The text argues that the idea of ontological privilege is not confined to Islam; rather, it appears in other religions and different sects, and also in modern utopian movements such as scientific socialism and communist salvation. Thus, the text’s critique is not directed at one group alone, but at a broader human tendency that leads some conceptions to claim for themselves a privileged status at the expense of others.

Concise Formulation

The idea of ontological privilege: exists in other religions and movements

Its Place in the Book’s Argument

This claim serves the book’s argument because it broadens the scope of critique and prevents it from being confined to a single example. The aim is not to accuse Islam alone, but to show that the tendency toward absolute preference recurs in multiple religious and ideological forms.
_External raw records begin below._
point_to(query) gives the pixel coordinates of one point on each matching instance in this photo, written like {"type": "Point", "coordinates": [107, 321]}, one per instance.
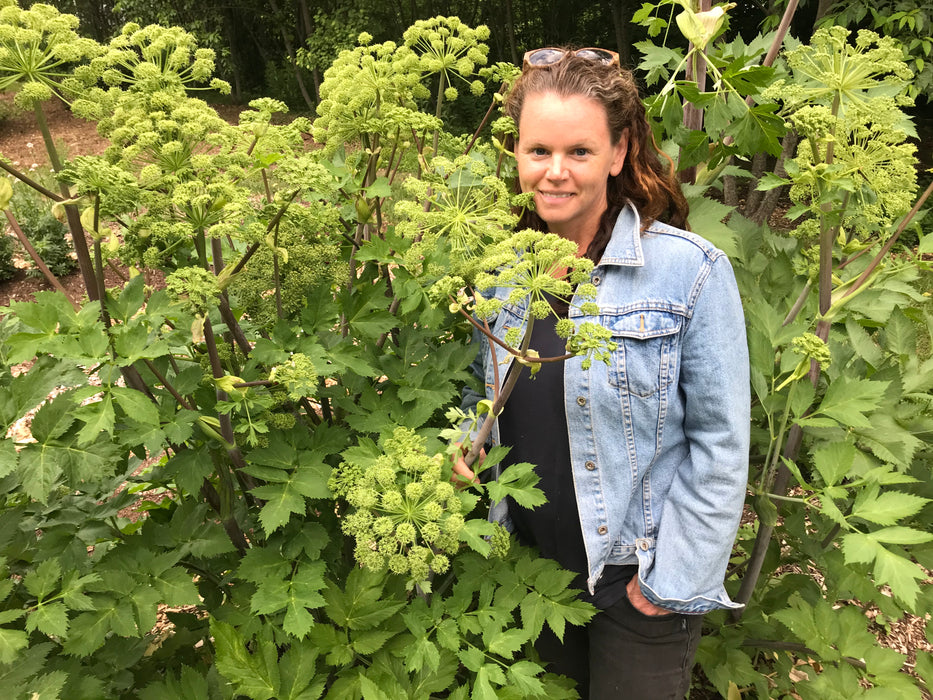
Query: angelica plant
{"type": "Point", "coordinates": [406, 515]}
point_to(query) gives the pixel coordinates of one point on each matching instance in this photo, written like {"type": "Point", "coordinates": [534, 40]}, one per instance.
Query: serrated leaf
{"type": "Point", "coordinates": [370, 641]}
{"type": "Point", "coordinates": [422, 656]}
{"type": "Point", "coordinates": [886, 508]}
{"type": "Point", "coordinates": [28, 390]}
{"type": "Point", "coordinates": [53, 419]}
{"type": "Point", "coordinates": [474, 532]}
{"type": "Point", "coordinates": [282, 500]}
{"type": "Point", "coordinates": [859, 548]}
{"type": "Point", "coordinates": [708, 215]}
{"type": "Point", "coordinates": [900, 574]}
{"type": "Point", "coordinates": [98, 416]}
{"type": "Point", "coordinates": [11, 641]}
{"type": "Point", "coordinates": [834, 461]}
{"type": "Point", "coordinates": [9, 458]}
{"type": "Point", "coordinates": [524, 676]}
{"type": "Point", "coordinates": [137, 407]}
{"type": "Point", "coordinates": [252, 674]}
{"type": "Point", "coordinates": [863, 344]}
{"type": "Point", "coordinates": [518, 481]}
{"type": "Point", "coordinates": [482, 688]}
{"type": "Point", "coordinates": [507, 642]}
{"type": "Point", "coordinates": [88, 632]}
{"type": "Point", "coordinates": [297, 668]}
{"type": "Point", "coordinates": [176, 587]}
{"type": "Point", "coordinates": [298, 621]}
{"type": "Point", "coordinates": [43, 579]}
{"type": "Point", "coordinates": [50, 619]}
{"type": "Point", "coordinates": [370, 690]}
{"type": "Point", "coordinates": [900, 335]}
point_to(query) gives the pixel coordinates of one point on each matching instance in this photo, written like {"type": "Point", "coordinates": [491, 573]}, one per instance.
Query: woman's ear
{"type": "Point", "coordinates": [620, 151]}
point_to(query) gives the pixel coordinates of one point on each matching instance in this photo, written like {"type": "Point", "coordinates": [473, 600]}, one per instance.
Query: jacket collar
{"type": "Point", "coordinates": [624, 247]}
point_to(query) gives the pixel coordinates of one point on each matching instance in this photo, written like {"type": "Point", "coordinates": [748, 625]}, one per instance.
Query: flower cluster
{"type": "Point", "coordinates": [406, 516]}
{"type": "Point", "coordinates": [298, 376]}
{"type": "Point", "coordinates": [36, 47]}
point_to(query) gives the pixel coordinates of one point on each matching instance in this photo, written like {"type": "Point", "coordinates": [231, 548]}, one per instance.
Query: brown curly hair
{"type": "Point", "coordinates": [647, 179]}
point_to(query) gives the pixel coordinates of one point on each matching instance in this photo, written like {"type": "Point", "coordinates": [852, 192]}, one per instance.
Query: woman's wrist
{"type": "Point", "coordinates": [640, 603]}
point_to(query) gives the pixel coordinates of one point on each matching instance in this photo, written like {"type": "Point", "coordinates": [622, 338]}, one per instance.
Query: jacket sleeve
{"type": "Point", "coordinates": [701, 514]}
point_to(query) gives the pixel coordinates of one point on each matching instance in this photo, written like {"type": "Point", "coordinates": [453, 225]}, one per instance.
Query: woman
{"type": "Point", "coordinates": [644, 462]}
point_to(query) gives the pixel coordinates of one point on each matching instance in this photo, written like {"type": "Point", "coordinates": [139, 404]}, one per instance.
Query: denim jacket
{"type": "Point", "coordinates": [659, 438]}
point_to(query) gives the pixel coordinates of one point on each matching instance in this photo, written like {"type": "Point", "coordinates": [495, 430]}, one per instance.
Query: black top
{"type": "Point", "coordinates": [534, 424]}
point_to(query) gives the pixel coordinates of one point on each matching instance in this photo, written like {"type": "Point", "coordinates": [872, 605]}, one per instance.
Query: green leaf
{"type": "Point", "coordinates": [900, 535]}
{"type": "Point", "coordinates": [518, 481]}
{"type": "Point", "coordinates": [11, 641]}
{"type": "Point", "coordinates": [758, 130]}
{"type": "Point", "coordinates": [297, 668]}
{"type": "Point", "coordinates": [50, 619]}
{"type": "Point", "coordinates": [707, 216]}
{"type": "Point", "coordinates": [39, 469]}
{"type": "Point", "coordinates": [88, 632]}
{"type": "Point", "coordinates": [886, 508]}
{"type": "Point", "coordinates": [900, 574]}
{"type": "Point", "coordinates": [422, 655]}
{"type": "Point", "coordinates": [176, 587]}
{"type": "Point", "coordinates": [9, 458]}
{"type": "Point", "coordinates": [900, 335]}
{"type": "Point", "coordinates": [370, 690]}
{"type": "Point", "coordinates": [98, 416]}
{"type": "Point", "coordinates": [524, 676]}
{"type": "Point", "coordinates": [482, 689]}
{"type": "Point", "coordinates": [282, 500]}
{"type": "Point", "coordinates": [474, 532]}
{"type": "Point", "coordinates": [54, 418]}
{"type": "Point", "coordinates": [43, 579]}
{"type": "Point", "coordinates": [834, 461]}
{"type": "Point", "coordinates": [863, 344]}
{"type": "Point", "coordinates": [507, 642]}
{"type": "Point", "coordinates": [254, 675]}
{"type": "Point", "coordinates": [28, 390]}
{"type": "Point", "coordinates": [848, 399]}
{"type": "Point", "coordinates": [380, 188]}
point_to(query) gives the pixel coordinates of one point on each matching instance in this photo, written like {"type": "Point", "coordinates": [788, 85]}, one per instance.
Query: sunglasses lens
{"type": "Point", "coordinates": [544, 57]}
{"type": "Point", "coordinates": [596, 55]}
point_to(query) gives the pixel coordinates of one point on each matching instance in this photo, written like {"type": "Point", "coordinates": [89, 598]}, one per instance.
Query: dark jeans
{"type": "Point", "coordinates": [625, 655]}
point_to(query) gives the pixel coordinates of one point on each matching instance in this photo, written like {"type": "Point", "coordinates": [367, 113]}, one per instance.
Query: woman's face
{"type": "Point", "coordinates": [565, 156]}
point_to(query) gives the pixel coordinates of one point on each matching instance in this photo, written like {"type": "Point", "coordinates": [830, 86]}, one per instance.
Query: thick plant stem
{"type": "Point", "coordinates": [52, 279]}
{"type": "Point", "coordinates": [482, 124]}
{"type": "Point", "coordinates": [71, 211]}
{"type": "Point", "coordinates": [226, 426]}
In this sense, the text places the problem in the structure of exclusionary thinking itself, not merely in a specific identity.

Why It Matters

Its importance lies in the fact that it reduces the selective reading that looks for the fault of one particular group while ignoring the general structure of the idea. It also helps us understand Arkoun as criticizing mechanisms of closed sacralization wherever they appear, whether in religious, political, or utopian discourse, because the danger lies in absolute privilege itself, not in the name of the bearer of that privilege.

Reading Questions

  • How does broadening the critique to different religions and movements change the way ontological privilege is understood?
  • What is the connection between absolute privilege and forms of exclusion in religious and political thought?

Degree of Documentation

High: the claim appears in a clear passage from the book’s material.

Brief Evidence

The text states that the idea of ontological privilege is not exclusive to Islam alone, but appears in other religions and different sects. It also appears in some modern utopian movements such as scientific socialism and communist salvation. In this way, the critique turns toward a general human tendency that grants certain conceptions a privileged status at the expense of others.